Le salarié veut donc faire reconnaître la nullité de son licenciement, il estime en effet avoir subi une discrimination en raison de son âge[1].
La cour d’appel reconnaît le licenciement sans cause réelle et sérieuse du salarié, et en parallèle l’existence possible d’un système de « up or out » dans l’entreprise, mais ne s’aventure pas sur le terrain de la discrimination en raison de l’âge.
Le salarié saisit alors la Cour de cassation. La question est de savoir si les éléments apportés par le salarié peuvent laisser supposer l’existence d’une discrimination fondée sur l’âge et nécessitent des explications de la part de l’employeur.
- Des pratiques peu communes
Le système « Up or out » n’est pas le seul point que soulève le salarié. En effet, il axe son argumentaire sur les trois éléments suivants :
– le système du « up or out » ;
– la diminution du nombre de salariés de plus de 40 ans, et sa faible proportion par rapport aux entreprises de la même branche ;
– le départ, peu après son propre licenciement, de 9 directeurs exécutifs, eux-aussi âgés de plus de 40 ans.

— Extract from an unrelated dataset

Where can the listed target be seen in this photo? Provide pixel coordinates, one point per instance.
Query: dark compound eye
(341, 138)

Le fonctionnement entier de l’entreprise semble donc bien de favoriser le rajeunissement de ses effectifs, au détriment des salariés séniors.
- Des éléments de preuve à apprécier dans leur ensemble
Il semble que, pour la Cour de cassation, ce soit bien le cumul de ces divers éléments qui laisse supposer qu’il y a bien en l’espèce une discrimination.
Selon le Code du travail[2], celui qui se dit victime d’une discrimination doit amener des éléments qui laissent supposer l’existence de ladite discrimination. Il incombe ensuite à l’employeur de prouver que son action est motivée par des éléments objectifs.
Dans le cas présent, la Haute juridiction, censure la décision de la cour d’appel[3], qui aurait dû analyser dans leur ensemble les éléments apportés par le salarié. En omettant de procéder ainsi, elle ne peut pas juger si les éléments laissent supposer, ou non, l’existence d’une discrimination.
- Une décision à double tranchant ?
En somme, cette décision reconnaît qu’une discrimination peut être prouvée par plusieurs éléments qui, pris séparément, ne l’aurait pas constitué.
Un point important, mais dont les conséquences peuvent être à double tranchant, en effet il ne faudrait pas en faisant le parallèle qu’un élément discriminatoire puisse être « noyé » parmi d’autres actions. En l’occurrence, au regard de l’ensemble des arguments invoqués par le salarié, le faisceau d’indices paraissait suffisant pour envisager l’existence d’une discrimination.